India has added 513 MW of rooftop solar capacity over the past 12 months reaching total installed capacity of 1,020 MW. 22% of capacity addition in the last year has been built under OPEX model where a third party project developer finances and installs the system on rooftop owner/consumer’s premises and sells all power output to him under a long-term agreement. This model is extremely popular in the USA where almost half of the rooftop solar installations are owned by specialist OPEX developers such as SolarCity, Vivint, Sunrun etc.

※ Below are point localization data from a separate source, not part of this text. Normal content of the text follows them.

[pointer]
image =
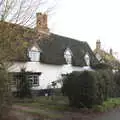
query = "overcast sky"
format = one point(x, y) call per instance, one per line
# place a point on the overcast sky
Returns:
point(88, 20)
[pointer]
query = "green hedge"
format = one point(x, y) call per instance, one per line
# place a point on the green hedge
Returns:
point(88, 88)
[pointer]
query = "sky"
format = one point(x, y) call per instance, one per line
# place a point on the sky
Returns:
point(88, 20)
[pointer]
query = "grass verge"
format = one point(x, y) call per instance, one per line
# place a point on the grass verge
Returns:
point(107, 105)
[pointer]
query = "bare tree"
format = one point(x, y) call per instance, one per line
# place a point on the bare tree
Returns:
point(14, 38)
point(23, 12)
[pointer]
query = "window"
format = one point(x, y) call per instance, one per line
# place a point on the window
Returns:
point(68, 56)
point(87, 59)
point(34, 80)
point(34, 54)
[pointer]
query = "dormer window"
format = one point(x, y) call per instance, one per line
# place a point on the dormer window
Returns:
point(34, 54)
point(68, 55)
point(87, 59)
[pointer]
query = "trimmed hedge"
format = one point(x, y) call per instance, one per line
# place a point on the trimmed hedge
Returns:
point(88, 88)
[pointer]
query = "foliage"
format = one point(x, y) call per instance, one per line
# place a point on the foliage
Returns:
point(24, 85)
point(107, 105)
point(87, 88)
point(5, 92)
point(117, 83)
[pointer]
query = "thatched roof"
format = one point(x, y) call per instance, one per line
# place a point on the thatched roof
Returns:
point(53, 48)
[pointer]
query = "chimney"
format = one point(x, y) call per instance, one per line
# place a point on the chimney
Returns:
point(111, 51)
point(98, 44)
point(41, 23)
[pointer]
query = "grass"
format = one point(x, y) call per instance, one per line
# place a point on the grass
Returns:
point(107, 105)
point(42, 113)
point(59, 103)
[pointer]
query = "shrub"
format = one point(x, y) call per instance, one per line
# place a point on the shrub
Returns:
point(117, 83)
point(5, 93)
point(87, 88)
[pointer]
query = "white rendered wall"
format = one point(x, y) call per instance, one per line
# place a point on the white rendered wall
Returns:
point(49, 72)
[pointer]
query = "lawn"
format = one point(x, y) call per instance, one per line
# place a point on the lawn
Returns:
point(58, 103)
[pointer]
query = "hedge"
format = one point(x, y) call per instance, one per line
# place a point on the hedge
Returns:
point(88, 88)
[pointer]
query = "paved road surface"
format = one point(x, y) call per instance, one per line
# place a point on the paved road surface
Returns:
point(112, 115)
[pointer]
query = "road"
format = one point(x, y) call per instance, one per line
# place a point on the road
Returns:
point(111, 115)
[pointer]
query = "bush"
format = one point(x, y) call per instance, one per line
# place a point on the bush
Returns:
point(117, 83)
point(5, 93)
point(88, 88)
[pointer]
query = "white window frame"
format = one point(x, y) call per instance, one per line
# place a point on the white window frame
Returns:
point(34, 80)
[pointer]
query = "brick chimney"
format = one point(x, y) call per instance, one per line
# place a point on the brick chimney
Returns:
point(111, 51)
point(98, 45)
point(41, 23)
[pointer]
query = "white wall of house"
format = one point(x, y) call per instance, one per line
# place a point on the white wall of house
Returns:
point(49, 72)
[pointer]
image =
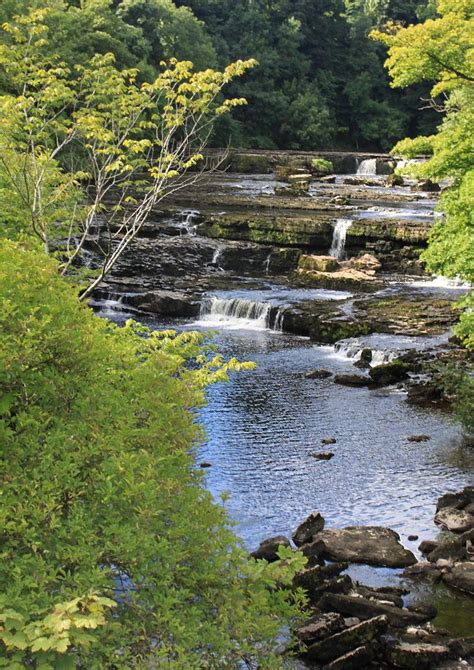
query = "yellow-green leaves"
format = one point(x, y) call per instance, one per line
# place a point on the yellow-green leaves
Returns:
point(72, 139)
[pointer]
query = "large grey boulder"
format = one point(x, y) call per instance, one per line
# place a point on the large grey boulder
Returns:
point(455, 520)
point(320, 626)
point(363, 608)
point(347, 640)
point(372, 545)
point(418, 656)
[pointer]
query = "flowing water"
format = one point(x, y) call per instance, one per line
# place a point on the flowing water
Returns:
point(263, 426)
point(337, 249)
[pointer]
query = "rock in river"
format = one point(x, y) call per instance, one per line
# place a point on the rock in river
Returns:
point(352, 380)
point(461, 577)
point(373, 545)
point(268, 548)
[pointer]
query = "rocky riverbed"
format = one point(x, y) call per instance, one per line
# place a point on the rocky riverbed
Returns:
point(319, 281)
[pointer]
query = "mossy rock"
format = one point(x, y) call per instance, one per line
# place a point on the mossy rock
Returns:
point(390, 373)
point(318, 263)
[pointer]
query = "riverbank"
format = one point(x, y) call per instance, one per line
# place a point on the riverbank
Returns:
point(234, 256)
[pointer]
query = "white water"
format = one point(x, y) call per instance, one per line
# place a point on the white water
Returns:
point(368, 167)
point(234, 313)
point(267, 263)
point(338, 244)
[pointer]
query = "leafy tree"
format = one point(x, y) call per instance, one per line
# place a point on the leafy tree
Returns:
point(138, 142)
point(441, 51)
point(114, 555)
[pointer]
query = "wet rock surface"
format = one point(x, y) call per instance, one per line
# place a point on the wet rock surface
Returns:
point(372, 545)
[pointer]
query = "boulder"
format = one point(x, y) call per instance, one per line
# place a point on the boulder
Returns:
point(268, 548)
point(424, 571)
point(328, 179)
point(394, 180)
point(318, 263)
point(455, 520)
point(318, 374)
point(365, 263)
point(427, 546)
point(305, 532)
point(427, 186)
point(363, 608)
point(390, 373)
point(320, 626)
point(452, 550)
point(418, 656)
point(312, 549)
point(459, 500)
point(347, 640)
point(314, 577)
point(461, 577)
point(357, 659)
point(372, 545)
point(352, 380)
point(322, 455)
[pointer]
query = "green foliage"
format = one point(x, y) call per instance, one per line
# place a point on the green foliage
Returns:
point(133, 139)
point(441, 50)
point(113, 554)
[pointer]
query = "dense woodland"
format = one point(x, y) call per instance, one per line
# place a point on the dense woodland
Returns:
point(113, 554)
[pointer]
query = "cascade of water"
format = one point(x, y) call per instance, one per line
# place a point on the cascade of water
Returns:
point(188, 220)
point(235, 312)
point(216, 256)
point(367, 167)
point(278, 325)
point(338, 244)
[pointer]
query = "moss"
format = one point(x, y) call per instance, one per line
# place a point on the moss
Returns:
point(322, 166)
point(247, 163)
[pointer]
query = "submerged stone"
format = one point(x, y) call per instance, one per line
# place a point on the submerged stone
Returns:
point(305, 532)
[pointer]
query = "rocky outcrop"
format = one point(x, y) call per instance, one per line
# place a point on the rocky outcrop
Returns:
point(352, 380)
point(455, 511)
point(372, 545)
point(306, 531)
point(461, 577)
point(407, 315)
point(268, 549)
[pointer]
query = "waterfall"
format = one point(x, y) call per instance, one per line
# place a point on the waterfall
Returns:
point(367, 167)
point(235, 313)
point(188, 220)
point(338, 244)
point(267, 263)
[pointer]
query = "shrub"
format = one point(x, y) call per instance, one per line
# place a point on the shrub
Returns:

- The OPEX model has been very successful internationally and remains so for Indian consumers who don’t want to incur upfront capital costs but still want to benefit from falling costs of solar power;
- Poor contract enforceability in India poses a significant risk to the growth of OPEX market;
- Given the many fundamental benefits of the OPEX model and its attraction for both the consumers and project developers, policy makers need to urgently focus on addressing this risk for long-term growth of the rooftop market in India;
The OPEX model is extremely attractive for end consumers as all financial, technical and operational requirements for the rooftop solar system are fulfilled by specialist companies. In addition, the consumers get a substantial discount, typically between 20-30% on their grid power cost. As rooftop solar continues to become cheaper in relation to grid tariffs, the OPEX model is becoming more popular and outpacing growth in other parts of the sector. CleanMax, Amplus Solar, Cleantech Solar, Renew Power, Hero Future Energies, Azure Power and Fourth Partner are some of the most active companies in this space and eyeing triple digit growth rates.
However, there is a fundamental risk constraining long-term viability of the OPEX-market. For OPEX developers to make their required return from rooftop solar projects, their clients must consume all solar power and pay for it for the entire contract duration, which is typically 15-25 years. But there are very few counter-parties in the private sector offering an acceptable credit risk over such an extended period. Moreover, the likelihood of customer default for older projects increases with time as solar costs keep coming down. This means that the customer default risk is very high but India’s woefully inadequate legal system is not geared to resolve such disputes expeditiously. In World Bank’s ease of doing business, India has been ranked at 186 out of 189 countries on contract enforcement.
High perception of customer default risk and poor contract enforcement are affecting long-term growth prospects and flow of professional capital into this sector. Most specialist OPEX players remain sub-scale and nearly fully equity financed. Multiple potential solutions have been proposed in different studies including setting up dedicated commercial courts, getting distribution companies (DISCOMs) to intermediate and/or setting up a credit insurance mechanism.
In our view, growth of OPEX business model is absolutely essential for exploiting India’s rooftop solar potential and getting close to the government’s 2022 target of 40 GW. The policy makers need to find an urgent solution to this issue.